CS/PSYCH 129 Week 10 Reactions

CS/PSYC 129 Week 10 Reactions

Sean Lewis

Elman's paper is interesting in the regard that it seems to support some of the things that Pinker might say through a connectionist framework. I mean this only in regard to the syntax portion however. I think it was Pinker who said that people figure out the semantic value of words based on where they appear in syntax. Elman's model does just this, and pretty impressively too.

At first glance, the ZOG example seemed kind of silly... since all of the words are completely arbitrary. But when I realized that it was using the new input in the right context, even though it hadn't been trained on it, I thought it was kind of cool. I guess before I thought that he was training the network on a different input in the same context, and by giving it a nonsense label was claiming it could learn new words. But he didn't and that is good.

In terms of Elman's other experiments and in general the power of the recurrent network, I think it is a good way to incorporate context effects into a network. This weeks readings showed how the recurrent network effectively handles short distance relationships. I would be curious to see how this architecture fares, or what changes need to be made to it, in handling long-distance dependancies.

Julie Corder

I found the textbook reading to be pretty straight-forward; the only questions I had were about the Elman model, and those were cleared up when I read the other article. I'm a little bothered by the fact that orthographic input is being used by the input (which includes "silent" letters and the like) but I"m not really convinced that it makes a difference . . I guess if it works for written letters then, in theory, the same process would work with phonemes or whatever representation you wanted to use. The spelling in English is SO different from the pronunciation, though, that that bothers me still . .

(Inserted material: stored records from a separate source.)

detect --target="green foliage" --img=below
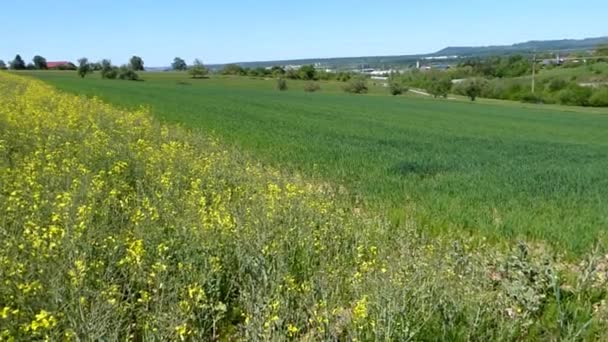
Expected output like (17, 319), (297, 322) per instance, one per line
(595, 44), (608, 59)
(5, 73), (608, 341)
(100, 59), (118, 80)
(57, 63), (78, 71)
(464, 78), (487, 101)
(558, 84), (592, 106)
(336, 71), (353, 82)
(298, 65), (317, 81)
(188, 58), (209, 78)
(589, 87), (608, 107)
(343, 76), (369, 94)
(270, 65), (285, 77)
(11, 55), (26, 70)
(25, 72), (608, 254)
(220, 64), (247, 76)
(171, 57), (188, 71)
(425, 75), (452, 98)
(76, 57), (93, 78)
(388, 73), (409, 96)
(32, 56), (48, 70)
(118, 65), (139, 81)
(277, 77), (287, 91)
(547, 78), (568, 92)
(129, 56), (144, 71)
(459, 55), (532, 77)
(304, 81), (321, 93)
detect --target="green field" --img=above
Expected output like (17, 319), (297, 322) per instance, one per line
(23, 72), (608, 253)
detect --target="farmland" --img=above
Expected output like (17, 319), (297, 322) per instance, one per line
(26, 72), (608, 255)
(0, 73), (608, 341)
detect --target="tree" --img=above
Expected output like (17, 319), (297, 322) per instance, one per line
(277, 77), (287, 91)
(304, 81), (321, 93)
(11, 55), (26, 70)
(129, 56), (144, 71)
(220, 64), (246, 75)
(344, 77), (369, 94)
(171, 57), (188, 71)
(188, 58), (209, 78)
(595, 44), (608, 57)
(32, 56), (48, 70)
(464, 79), (483, 101)
(426, 77), (452, 98)
(298, 65), (317, 81)
(100, 59), (118, 79)
(388, 73), (409, 95)
(118, 65), (139, 81)
(76, 57), (93, 78)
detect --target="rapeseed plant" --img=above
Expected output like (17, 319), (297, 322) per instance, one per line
(0, 73), (608, 340)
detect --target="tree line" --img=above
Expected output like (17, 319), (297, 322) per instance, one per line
(0, 55), (48, 70)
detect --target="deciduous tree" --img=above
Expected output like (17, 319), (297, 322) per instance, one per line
(32, 56), (48, 70)
(129, 56), (144, 71)
(171, 57), (188, 71)
(11, 55), (26, 70)
(76, 57), (93, 78)
(188, 58), (209, 78)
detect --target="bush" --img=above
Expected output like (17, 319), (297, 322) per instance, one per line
(558, 84), (592, 106)
(101, 67), (118, 80)
(277, 77), (287, 91)
(425, 76), (452, 97)
(521, 93), (544, 103)
(118, 66), (139, 81)
(100, 59), (118, 79)
(547, 78), (568, 92)
(304, 82), (321, 93)
(589, 87), (608, 107)
(463, 78), (487, 101)
(388, 75), (409, 96)
(343, 77), (369, 94)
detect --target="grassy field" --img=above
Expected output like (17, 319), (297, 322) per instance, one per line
(0, 72), (608, 341)
(23, 72), (608, 253)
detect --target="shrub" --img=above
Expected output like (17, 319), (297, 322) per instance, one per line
(463, 78), (487, 101)
(304, 82), (321, 93)
(547, 78), (568, 92)
(343, 77), (369, 94)
(388, 75), (409, 96)
(589, 87), (608, 107)
(425, 76), (452, 98)
(188, 58), (209, 78)
(118, 65), (139, 81)
(558, 84), (592, 106)
(277, 77), (287, 91)
(520, 92), (544, 103)
(100, 59), (118, 79)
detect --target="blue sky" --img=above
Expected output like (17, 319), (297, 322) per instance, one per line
(0, 0), (608, 66)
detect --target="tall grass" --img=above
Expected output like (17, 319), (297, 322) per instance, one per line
(0, 73), (608, 340)
(25, 72), (608, 255)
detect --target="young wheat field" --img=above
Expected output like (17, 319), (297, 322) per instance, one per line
(26, 72), (608, 255)
(0, 72), (608, 341)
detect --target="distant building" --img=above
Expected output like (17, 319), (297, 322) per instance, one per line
(46, 61), (76, 70)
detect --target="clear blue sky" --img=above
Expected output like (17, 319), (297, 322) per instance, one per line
(0, 0), (608, 66)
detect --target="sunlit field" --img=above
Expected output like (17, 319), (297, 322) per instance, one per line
(26, 72), (608, 254)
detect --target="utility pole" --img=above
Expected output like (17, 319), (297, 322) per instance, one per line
(532, 53), (536, 94)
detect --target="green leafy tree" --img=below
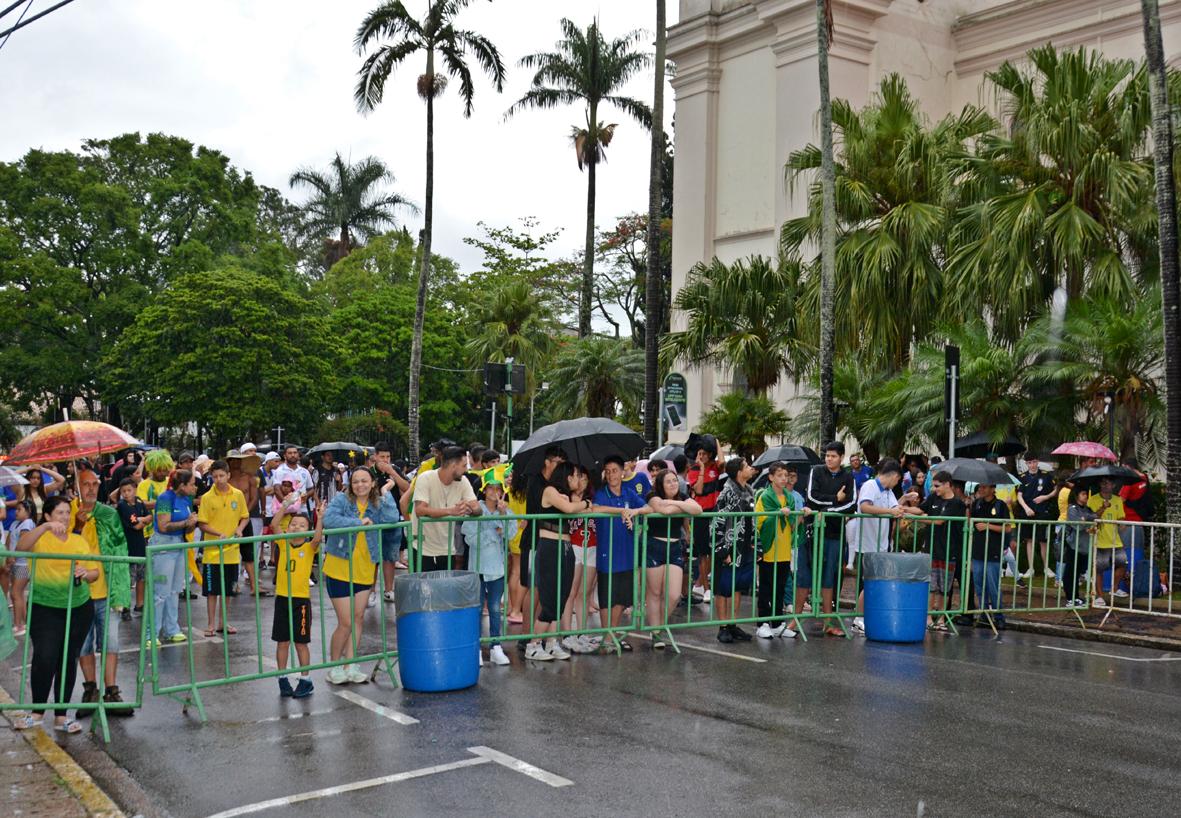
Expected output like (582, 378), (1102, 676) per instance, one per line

In the Elman article, I'm confused as to why they needed to use input nodes for voicing and why they needed separate nodes for "consonant" and "interrupted." They only use this structure for the one experiment (on letter sequences, p. 17) and for all of the letters they use the sounds are voiced; also, the "consonant" node always matches the "interrupted" node. The other thing about that experiment that I wondered about was the decision to use *20* hidden nodes and context nodes. I can't find it right now, but I remember seeing one of their later models that had a similar number of inputs and nowhere near as many hidden nodes. Is there a reason that this task required so many hidden nodes? It didn't seem to be THAT complex . .

Finally, in the experiment where they classify words based on simple sentences, they say that "from the fact that there is a class of items which always precedes "chase," "break," "smash," it infers that the large animals form a class." But I thought their sentences were generated randomly based on the syntactic requirements of the verbs (so a verb got a subject and, if necessary, an object.) But unless the nouns were already categorized, why would "The monster chased the girl" be any more likely to have been generated than "The girl chased the monster"?

Andrew Stout

Elman reaction notes: p.6-7 (in my copy) notes that the temporal XOR model applies the XOR rule /all the time/. This doesn't seem that smart to me. Granted, it works, because we only care about the output in cases when the rule applies, but I'd be more impressed with a network that knew when to apply the rule. A slightly more complex task could easily require this sensitivity. Perhaps a hybrid of Jordan's network with "plan" input (McLeod et al 142) and Elman's SRN could accomplish this?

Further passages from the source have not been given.